Last week we learned about the built-in python function property. I didn't really know how to use this function until I asked for advice on Piazza. But even after figuring out I wasn't really sure what the point of this function was because up until now we've been assigning values as self.x = x as soon as we called our class. But I soon realized that you can add if statements to prevent future users of your code to input invalid values. The example Danny used was:

    symbol = property(get_symbol, set_symbol, None, None)

    def set_symbol(self: 'RegexTreeNode', s: str) -> None:
        """set private symbol"""
        if not s in '01e|.*':
            raise Exception('Invalid symbol: {}'.format(s))
        else:
            self._symbol = s

The highlighted part in set_symbol made it so that if the someone was to pass a value other than 01e|.* as the parameter then an error would be raised. This could be one of the pitfalls in A2, even though it was not specified that we had to take such cases into consideration.

After reading the slogs of my classmates, it seems like others are also having trouble understanding how to use the property function and what it should be used for.

I look forward to using this function in my future code.

Wednesday 13 November 2013

More sorting adventures

This past week we continue to learn about various types of sorting. Reading over the slog entries of classmates, it seems that most people have grasped this concept, especially those taking csc165 this semester, as we are also learning this topic in that class. I feel that the algorithms that have an average run-time of O(n^2) are generally easier to understand. I found that in most cases O(n^2) algorithms tend to use for loops inside for loops, as in selection sort. The algorithms that have an average run-time of O(n log n) are a little harder to understand. Some examples are merge sort and quick sort. The general idea of theses O(n log n) algorithms are to divide the array into smaller arrays and those arrays into even smaller arrays.These types of algorithms make use of recursion to sort the array.

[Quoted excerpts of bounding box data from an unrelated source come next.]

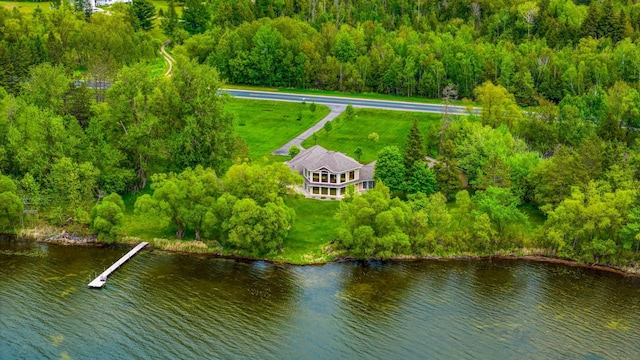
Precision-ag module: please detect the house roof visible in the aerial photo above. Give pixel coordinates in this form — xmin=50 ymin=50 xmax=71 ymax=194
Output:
xmin=360 ymin=161 xmax=376 ymax=181
xmin=286 ymin=145 xmax=362 ymax=177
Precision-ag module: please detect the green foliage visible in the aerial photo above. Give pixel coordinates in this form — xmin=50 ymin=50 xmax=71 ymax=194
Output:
xmin=132 ymin=0 xmax=156 ymax=31
xmin=353 ymin=147 xmax=362 ymax=161
xmin=0 ymin=174 xmax=24 ymax=233
xmin=543 ymin=182 xmax=637 ymax=263
xmin=405 ymin=162 xmax=438 ymax=195
xmin=227 ymin=198 xmax=295 ymax=255
xmin=182 ymin=0 xmax=211 ymax=35
xmin=90 ymin=193 xmax=125 ymax=242
xmin=160 ymin=0 xmax=180 ymax=39
xmin=374 ymin=146 xmax=406 ymax=191
xmin=473 ymin=187 xmax=526 ymax=239
xmin=223 ymin=163 xmax=302 ymax=206
xmin=474 ymin=81 xmax=522 ymax=128
xmin=289 ymin=145 xmax=300 ymax=159
xmin=323 ymin=121 xmax=333 ymax=134
xmin=336 ymin=184 xmax=410 ymax=259
xmin=404 ymin=120 xmax=427 ymax=176
xmin=135 ymin=166 xmax=222 ymax=240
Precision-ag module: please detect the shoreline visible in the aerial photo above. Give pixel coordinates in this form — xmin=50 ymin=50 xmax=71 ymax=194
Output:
xmin=17 ymin=228 xmax=640 ymax=277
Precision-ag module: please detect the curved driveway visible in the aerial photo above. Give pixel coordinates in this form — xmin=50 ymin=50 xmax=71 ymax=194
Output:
xmin=221 ymin=89 xmax=480 ymax=115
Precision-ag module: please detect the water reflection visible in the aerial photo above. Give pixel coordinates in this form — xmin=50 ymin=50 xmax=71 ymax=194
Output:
xmin=0 ymin=241 xmax=640 ymax=359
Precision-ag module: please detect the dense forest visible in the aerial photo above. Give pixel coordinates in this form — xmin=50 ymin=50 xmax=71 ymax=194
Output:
xmin=0 ymin=0 xmax=640 ymax=264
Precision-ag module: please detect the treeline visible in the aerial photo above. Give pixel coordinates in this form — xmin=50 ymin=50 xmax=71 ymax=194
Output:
xmin=0 ymin=58 xmax=240 ymax=225
xmin=344 ymin=79 xmax=640 ymax=264
xmin=168 ymin=1 xmax=640 ymax=105
xmin=0 ymin=1 xmax=160 ymax=97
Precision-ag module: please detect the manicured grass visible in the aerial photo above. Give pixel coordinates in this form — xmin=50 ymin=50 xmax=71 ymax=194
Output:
xmin=121 ymin=187 xmax=340 ymax=264
xmin=122 ymin=181 xmax=185 ymax=241
xmin=0 ymin=1 xmax=51 ymax=14
xmin=225 ymin=99 xmax=329 ymax=160
xmin=272 ymin=197 xmax=340 ymax=264
xmin=302 ymin=109 xmax=441 ymax=163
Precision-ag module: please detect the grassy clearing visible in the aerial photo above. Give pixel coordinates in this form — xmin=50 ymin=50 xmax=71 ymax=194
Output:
xmin=302 ymin=109 xmax=441 ymax=163
xmin=225 ymin=99 xmax=329 ymax=159
xmin=0 ymin=1 xmax=51 ymax=14
xmin=271 ymin=197 xmax=340 ymax=264
xmin=119 ymin=187 xmax=340 ymax=264
xmin=145 ymin=56 xmax=169 ymax=77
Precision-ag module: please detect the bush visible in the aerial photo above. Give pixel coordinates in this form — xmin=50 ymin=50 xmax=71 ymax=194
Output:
xmin=91 ymin=193 xmax=124 ymax=242
xmin=289 ymin=145 xmax=300 ymax=159
xmin=324 ymin=121 xmax=333 ymax=134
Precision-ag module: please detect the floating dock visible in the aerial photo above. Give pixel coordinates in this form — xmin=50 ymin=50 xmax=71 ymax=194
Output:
xmin=89 ymin=242 xmax=149 ymax=288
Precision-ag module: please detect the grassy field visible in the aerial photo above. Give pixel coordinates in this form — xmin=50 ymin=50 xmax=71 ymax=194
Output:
xmin=270 ymin=197 xmax=340 ymax=264
xmin=122 ymin=187 xmax=340 ymax=264
xmin=302 ymin=109 xmax=441 ymax=163
xmin=0 ymin=1 xmax=51 ymax=14
xmin=225 ymin=99 xmax=329 ymax=159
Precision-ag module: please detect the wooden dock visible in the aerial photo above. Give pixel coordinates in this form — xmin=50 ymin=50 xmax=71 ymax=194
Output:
xmin=89 ymin=242 xmax=149 ymax=288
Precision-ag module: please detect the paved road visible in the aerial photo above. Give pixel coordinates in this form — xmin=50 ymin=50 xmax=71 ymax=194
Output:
xmin=222 ymin=89 xmax=480 ymax=115
xmin=272 ymin=104 xmax=347 ymax=155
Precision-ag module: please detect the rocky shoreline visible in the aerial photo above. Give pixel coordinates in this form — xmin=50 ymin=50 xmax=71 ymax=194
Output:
xmin=20 ymin=229 xmax=640 ymax=277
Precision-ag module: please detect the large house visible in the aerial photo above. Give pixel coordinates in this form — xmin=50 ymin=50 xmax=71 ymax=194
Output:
xmin=286 ymin=145 xmax=375 ymax=199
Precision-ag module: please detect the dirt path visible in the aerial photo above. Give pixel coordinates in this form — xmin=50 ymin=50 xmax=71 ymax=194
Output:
xmin=160 ymin=40 xmax=175 ymax=77
xmin=272 ymin=105 xmax=347 ymax=155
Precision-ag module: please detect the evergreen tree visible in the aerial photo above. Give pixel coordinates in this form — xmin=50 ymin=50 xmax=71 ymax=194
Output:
xmin=182 ymin=0 xmax=211 ymax=35
xmin=375 ymin=146 xmax=406 ymax=191
xmin=404 ymin=120 xmax=427 ymax=177
xmin=160 ymin=0 xmax=178 ymax=38
xmin=580 ymin=1 xmax=600 ymax=39
xmin=132 ymin=0 xmax=156 ymax=31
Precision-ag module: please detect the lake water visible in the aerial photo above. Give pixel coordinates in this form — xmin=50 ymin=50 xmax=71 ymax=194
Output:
xmin=0 ymin=240 xmax=640 ymax=359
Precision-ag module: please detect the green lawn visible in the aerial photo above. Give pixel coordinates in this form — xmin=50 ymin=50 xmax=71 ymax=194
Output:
xmin=225 ymin=99 xmax=329 ymax=160
xmin=273 ymin=197 xmax=340 ymax=264
xmin=0 ymin=1 xmax=50 ymax=14
xmin=302 ymin=109 xmax=441 ymax=163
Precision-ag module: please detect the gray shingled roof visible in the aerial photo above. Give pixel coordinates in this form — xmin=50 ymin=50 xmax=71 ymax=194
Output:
xmin=360 ymin=161 xmax=376 ymax=181
xmin=286 ymin=145 xmax=362 ymax=177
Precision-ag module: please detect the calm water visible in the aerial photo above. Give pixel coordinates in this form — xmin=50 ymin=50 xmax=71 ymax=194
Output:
xmin=0 ymin=240 xmax=640 ymax=359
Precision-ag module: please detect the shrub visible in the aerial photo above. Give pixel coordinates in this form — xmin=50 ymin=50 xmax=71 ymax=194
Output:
xmin=289 ymin=145 xmax=300 ymax=159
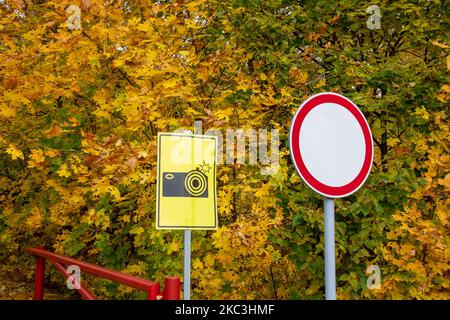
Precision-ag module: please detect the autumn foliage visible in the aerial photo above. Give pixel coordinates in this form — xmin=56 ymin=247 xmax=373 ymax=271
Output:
xmin=0 ymin=0 xmax=450 ymax=299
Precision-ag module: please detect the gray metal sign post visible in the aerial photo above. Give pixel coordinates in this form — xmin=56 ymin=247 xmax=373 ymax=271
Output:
xmin=183 ymin=230 xmax=191 ymax=300
xmin=324 ymin=197 xmax=336 ymax=300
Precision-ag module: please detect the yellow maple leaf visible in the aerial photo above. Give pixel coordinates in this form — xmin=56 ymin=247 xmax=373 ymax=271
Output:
xmin=6 ymin=144 xmax=24 ymax=160
xmin=387 ymin=138 xmax=400 ymax=147
xmin=30 ymin=149 xmax=45 ymax=163
xmin=56 ymin=163 xmax=70 ymax=178
xmin=45 ymin=149 xmax=61 ymax=158
xmin=431 ymin=40 xmax=448 ymax=49
xmin=0 ymin=104 xmax=16 ymax=118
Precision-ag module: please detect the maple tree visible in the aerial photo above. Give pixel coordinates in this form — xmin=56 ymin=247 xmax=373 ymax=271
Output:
xmin=0 ymin=0 xmax=450 ymax=299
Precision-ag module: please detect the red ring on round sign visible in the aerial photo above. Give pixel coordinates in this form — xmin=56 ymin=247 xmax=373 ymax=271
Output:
xmin=289 ymin=93 xmax=373 ymax=198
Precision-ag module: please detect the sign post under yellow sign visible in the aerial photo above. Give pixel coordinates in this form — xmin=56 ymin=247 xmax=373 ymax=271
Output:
xmin=156 ymin=133 xmax=218 ymax=230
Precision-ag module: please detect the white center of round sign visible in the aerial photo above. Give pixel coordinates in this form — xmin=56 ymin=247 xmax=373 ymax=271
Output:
xmin=289 ymin=92 xmax=373 ymax=198
xmin=299 ymin=103 xmax=365 ymax=187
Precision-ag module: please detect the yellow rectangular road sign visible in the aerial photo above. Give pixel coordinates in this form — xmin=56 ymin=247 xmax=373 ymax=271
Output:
xmin=156 ymin=133 xmax=217 ymax=229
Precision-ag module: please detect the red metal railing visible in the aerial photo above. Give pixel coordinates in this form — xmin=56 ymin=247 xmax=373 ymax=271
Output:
xmin=26 ymin=248 xmax=180 ymax=300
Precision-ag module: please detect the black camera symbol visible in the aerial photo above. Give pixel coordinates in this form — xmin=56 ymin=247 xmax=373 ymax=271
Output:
xmin=163 ymin=170 xmax=208 ymax=198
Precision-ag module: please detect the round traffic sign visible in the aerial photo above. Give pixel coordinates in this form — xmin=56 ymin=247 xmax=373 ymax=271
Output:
xmin=289 ymin=92 xmax=373 ymax=198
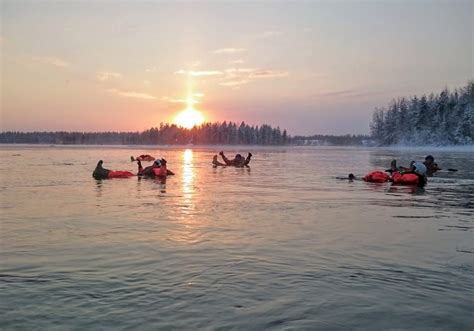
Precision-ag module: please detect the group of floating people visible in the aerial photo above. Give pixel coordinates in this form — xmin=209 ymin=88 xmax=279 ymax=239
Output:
xmin=92 ymin=151 xmax=457 ymax=187
xmin=92 ymin=151 xmax=252 ymax=180
xmin=346 ymin=155 xmax=448 ymax=187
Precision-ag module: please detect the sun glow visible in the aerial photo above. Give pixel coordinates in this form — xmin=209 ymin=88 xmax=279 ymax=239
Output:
xmin=174 ymin=108 xmax=204 ymax=129
xmin=174 ymin=94 xmax=204 ymax=129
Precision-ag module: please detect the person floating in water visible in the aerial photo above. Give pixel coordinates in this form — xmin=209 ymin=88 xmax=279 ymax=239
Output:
xmin=92 ymin=160 xmax=135 ymax=179
xmin=130 ymin=154 xmax=155 ymax=162
xmin=137 ymin=159 xmax=174 ymax=177
xmin=423 ymin=155 xmax=442 ymax=177
xmin=212 ymin=151 xmax=252 ymax=168
xmin=390 ymin=160 xmax=428 ymax=187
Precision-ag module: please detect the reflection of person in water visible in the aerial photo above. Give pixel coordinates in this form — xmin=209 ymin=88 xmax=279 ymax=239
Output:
xmin=92 ymin=160 xmax=135 ymax=179
xmin=137 ymin=159 xmax=174 ymax=177
xmin=212 ymin=151 xmax=252 ymax=168
xmin=92 ymin=160 xmax=110 ymax=179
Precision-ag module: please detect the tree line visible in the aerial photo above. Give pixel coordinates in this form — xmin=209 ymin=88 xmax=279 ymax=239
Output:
xmin=0 ymin=122 xmax=370 ymax=146
xmin=370 ymin=81 xmax=474 ymax=145
xmin=0 ymin=122 xmax=290 ymax=145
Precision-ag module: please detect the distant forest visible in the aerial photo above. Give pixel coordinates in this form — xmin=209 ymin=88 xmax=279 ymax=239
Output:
xmin=0 ymin=122 xmax=369 ymax=146
xmin=370 ymin=81 xmax=474 ymax=145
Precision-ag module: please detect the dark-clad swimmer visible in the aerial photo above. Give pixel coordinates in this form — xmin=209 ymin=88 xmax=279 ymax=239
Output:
xmin=137 ymin=159 xmax=174 ymax=177
xmin=212 ymin=151 xmax=252 ymax=168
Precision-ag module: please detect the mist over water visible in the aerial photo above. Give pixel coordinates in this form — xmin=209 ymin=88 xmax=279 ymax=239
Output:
xmin=0 ymin=146 xmax=474 ymax=330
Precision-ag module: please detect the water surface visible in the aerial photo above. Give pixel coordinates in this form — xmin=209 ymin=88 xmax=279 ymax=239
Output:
xmin=0 ymin=146 xmax=474 ymax=330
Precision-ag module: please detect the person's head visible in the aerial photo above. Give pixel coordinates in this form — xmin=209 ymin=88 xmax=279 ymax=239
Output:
xmin=410 ymin=161 xmax=426 ymax=177
xmin=425 ymin=155 xmax=434 ymax=165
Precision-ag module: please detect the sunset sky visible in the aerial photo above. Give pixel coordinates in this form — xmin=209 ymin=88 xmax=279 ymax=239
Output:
xmin=0 ymin=0 xmax=474 ymax=134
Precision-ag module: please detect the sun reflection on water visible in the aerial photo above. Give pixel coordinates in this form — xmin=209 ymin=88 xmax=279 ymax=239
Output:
xmin=182 ymin=149 xmax=194 ymax=213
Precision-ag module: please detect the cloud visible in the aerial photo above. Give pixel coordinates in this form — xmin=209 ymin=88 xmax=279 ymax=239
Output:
xmin=250 ymin=70 xmax=289 ymax=78
xmin=229 ymin=60 xmax=245 ymax=64
xmin=220 ymin=68 xmax=289 ymax=87
xmin=314 ymin=89 xmax=378 ymax=98
xmin=97 ymin=72 xmax=122 ymax=82
xmin=220 ymin=79 xmax=249 ymax=87
xmin=107 ymin=89 xmax=156 ymax=100
xmin=258 ymin=30 xmax=281 ymax=38
xmin=175 ymin=69 xmax=222 ymax=77
xmin=33 ymin=56 xmax=71 ymax=68
xmin=212 ymin=48 xmax=246 ymax=54
xmin=161 ymin=97 xmax=200 ymax=104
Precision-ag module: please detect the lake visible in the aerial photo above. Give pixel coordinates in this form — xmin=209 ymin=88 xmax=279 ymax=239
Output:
xmin=0 ymin=145 xmax=474 ymax=330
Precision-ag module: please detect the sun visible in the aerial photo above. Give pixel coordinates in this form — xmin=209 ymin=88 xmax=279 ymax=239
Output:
xmin=174 ymin=93 xmax=204 ymax=129
xmin=174 ymin=108 xmax=204 ymax=129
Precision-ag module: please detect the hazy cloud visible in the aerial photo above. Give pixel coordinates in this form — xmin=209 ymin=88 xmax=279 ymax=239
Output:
xmin=161 ymin=97 xmax=200 ymax=104
xmin=229 ymin=60 xmax=245 ymax=64
xmin=107 ymin=89 xmax=156 ymax=100
xmin=97 ymin=72 xmax=122 ymax=82
xmin=258 ymin=30 xmax=281 ymax=38
xmin=33 ymin=56 xmax=71 ymax=68
xmin=212 ymin=48 xmax=246 ymax=54
xmin=220 ymin=68 xmax=289 ymax=87
xmin=250 ymin=70 xmax=289 ymax=78
xmin=314 ymin=89 xmax=379 ymax=98
xmin=175 ymin=69 xmax=222 ymax=77
xmin=220 ymin=79 xmax=249 ymax=87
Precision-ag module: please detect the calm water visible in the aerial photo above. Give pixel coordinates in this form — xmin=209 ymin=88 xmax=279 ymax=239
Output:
xmin=0 ymin=146 xmax=474 ymax=330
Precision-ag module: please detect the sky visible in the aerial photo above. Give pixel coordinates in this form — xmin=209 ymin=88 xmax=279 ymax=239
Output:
xmin=0 ymin=0 xmax=474 ymax=135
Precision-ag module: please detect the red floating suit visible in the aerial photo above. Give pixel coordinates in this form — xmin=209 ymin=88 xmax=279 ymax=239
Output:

One problem I have is understanding how a recursive algorithm would have a run-time of O(n log n). Another question I have is why sorting recursively would result in a shorter run-time compared to something like O(n^2) run-time. If any classmates reading this could explain I’d appreciate it!

Sunday 3 November 2013

Binary Search Trees and Running Time Analysis

One topic we covered this week were the binary search trees. This is a tree where a number designated as the main root would be placed as the starting point of the tree. Then you can insert additional numbers into the tree, and the code would sort it so that numbers less then the parent would be put into the left sub tree and numbers greater would be put into the right sub tree. I enjoy working with binary search trees, especially when there is a __str__() method where we can print a visual representation of the tree.

The other topic we were briefly introduced to was running time analysis. This is the analysis of how fast or slow your function would run. Depending on how you implement the algorithm in your function, the running time may increase or decrease. It may increase/decrease constantly, logarithmically, linearly, quadratically, exponentially, etc. This is a very interesting topic. Thus far our code would run and return a value immediately but this may not be the case for a larger amount of code. Also, we as students may not care as much about the running time of our programs but it would be very important to programmers of commercial software.

After reading the slogs of my classmates, it seems that most people have a grasp on these concepts.

Sunday 27 October 2013

List Nodes

This week we learned about list nodes. These are lists of nodes within each other that can represent trees. In our examples we used each node and leaf merely carried a number but I can see it’s uses if it were to carry other types of information. We also learned to use the __repr__ method, in which simply inputting an object would return it’s ‘cargo’, as opposed to inputting ‘print(object)’ or ‘object.__str__()’. It seems to be quite useful and convenient.

Most other bloggers seem to understand this concept well.

Monday 21 October 2013

Oct 14-18

This week we did not learn anything new because we had the Thanksgiving holiday and a test on Wednesday.